The minimum application amount is Rs 5,000 and in multiples of Re 1 thereafter. The minimum application amount for additional investment is Rs 1,000 and in multiples of Re 1 thereafter. The minimum application amount for monthly SIP/STP is Rs 1,000 and in multiples of Rs 100 thereafter for a minimum of six months.

6. What is the exit load?
The exit load for redemption/switch out up to 10% of the initial units allotted, within 12 months from the date of allotment is “Nil”. Any redemption/switch out in excess of the above-mentioned limit would be subject to an exit load of 1% if the units are redeemed/switched out within 12 months from the date of allotment of units. If the units are redeemed/switched out after 12 months from the date of allotment of units is “Nil”.

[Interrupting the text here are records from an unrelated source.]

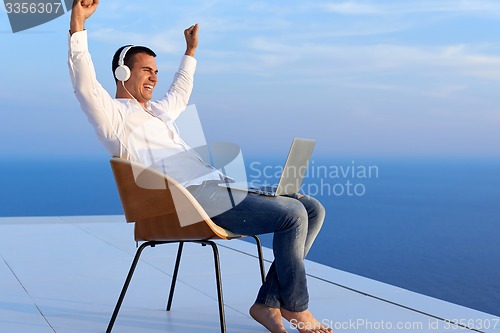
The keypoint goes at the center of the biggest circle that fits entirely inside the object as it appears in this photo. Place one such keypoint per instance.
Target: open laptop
(292, 175)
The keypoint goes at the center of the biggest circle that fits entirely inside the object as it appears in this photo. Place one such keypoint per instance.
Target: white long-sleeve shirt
(127, 130)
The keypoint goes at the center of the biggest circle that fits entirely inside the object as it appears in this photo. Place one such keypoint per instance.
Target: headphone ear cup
(122, 73)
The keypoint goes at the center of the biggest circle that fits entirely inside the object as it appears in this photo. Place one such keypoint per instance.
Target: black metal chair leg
(222, 317)
(174, 277)
(127, 282)
(261, 258)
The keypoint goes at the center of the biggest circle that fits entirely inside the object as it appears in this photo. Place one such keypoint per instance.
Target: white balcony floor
(64, 274)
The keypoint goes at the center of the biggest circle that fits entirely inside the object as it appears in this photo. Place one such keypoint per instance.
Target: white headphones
(122, 72)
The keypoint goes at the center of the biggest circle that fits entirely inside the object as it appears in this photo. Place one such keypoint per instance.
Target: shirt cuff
(188, 64)
(78, 41)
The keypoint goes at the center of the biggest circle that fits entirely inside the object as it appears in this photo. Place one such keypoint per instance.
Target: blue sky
(365, 78)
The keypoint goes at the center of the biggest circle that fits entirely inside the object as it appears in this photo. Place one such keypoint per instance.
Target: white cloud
(352, 8)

7. What is the expense ratio?
The maximum total expense ratio (TER) permissible under Regulation 52 (6) (c) (i) and (6) (a) is up to 2%. The additional expenses under regulation 52 (6A) ( c) are up to 0.05%. The additional expenses for gross new inflows from specified cities under Regulation 52 (6A) (b) are up to 0.30%.

8. How will the scheme allocate its assets?
The scheme will invest 35-40% in equity and equity-related instruments, 45-55% in debt and money market instruments, 10-15% in Gold ETF, and 0-10% in units issued by REITs and INVITs.

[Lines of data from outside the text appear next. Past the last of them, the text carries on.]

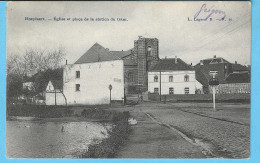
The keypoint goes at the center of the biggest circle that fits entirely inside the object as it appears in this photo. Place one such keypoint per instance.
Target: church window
(130, 77)
(171, 78)
(77, 74)
(156, 78)
(149, 49)
(186, 90)
(171, 91)
(77, 87)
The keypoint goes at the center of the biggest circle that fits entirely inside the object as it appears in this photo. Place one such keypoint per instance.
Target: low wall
(201, 97)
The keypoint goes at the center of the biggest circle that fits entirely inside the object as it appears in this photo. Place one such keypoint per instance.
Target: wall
(50, 98)
(141, 51)
(232, 88)
(94, 81)
(178, 82)
(202, 98)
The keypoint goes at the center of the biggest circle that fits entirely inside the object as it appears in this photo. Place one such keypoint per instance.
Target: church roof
(121, 54)
(96, 53)
(170, 65)
(242, 77)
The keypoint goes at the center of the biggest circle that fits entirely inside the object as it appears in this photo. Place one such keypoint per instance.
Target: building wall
(94, 81)
(50, 98)
(52, 95)
(143, 61)
(178, 83)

“The low correlation between debt and equity allows the portfolio to balance the volatility associated with the individual asset class. The exposure to gold further helps in managing the portfolio volatility. The low volatility of the portfolio increases the propensity of investors to hold on to their investments for long periods, which in turn results in better accretion because of the compounding effect,” said Alok Singh, CIO, Bank of India Investment Managers.

9. What is the investment strategy?
The scheme will build a portfolio using a combination of top-down and bottom-up approaches. For asset allocation, the fund manager would take the help of the qualitative framework of MVPS (Macro, Valuation, Policy and Sentiment).

10. Why multi-asset allocation fund now?
“The AMC has exhibited competence in the construct and management of asset allocation and rules-based hybrid products. The Multi Asset Allocation Fund is a further addition to this bouquet for the benefit of our existing and potential investors, who are looking at a portfolio mix that predominantly focuses on stability through majority debt allocation while growth & inflation hedges are achieved vide secondary allocations in equity & gold. Further investors also have an added benefit of indexation on Long-term capital gains (after a suitable holding period of over 3 years as per current tax regulations),” said Mohit Bhatia, CEO, Bank of India Investment Managers.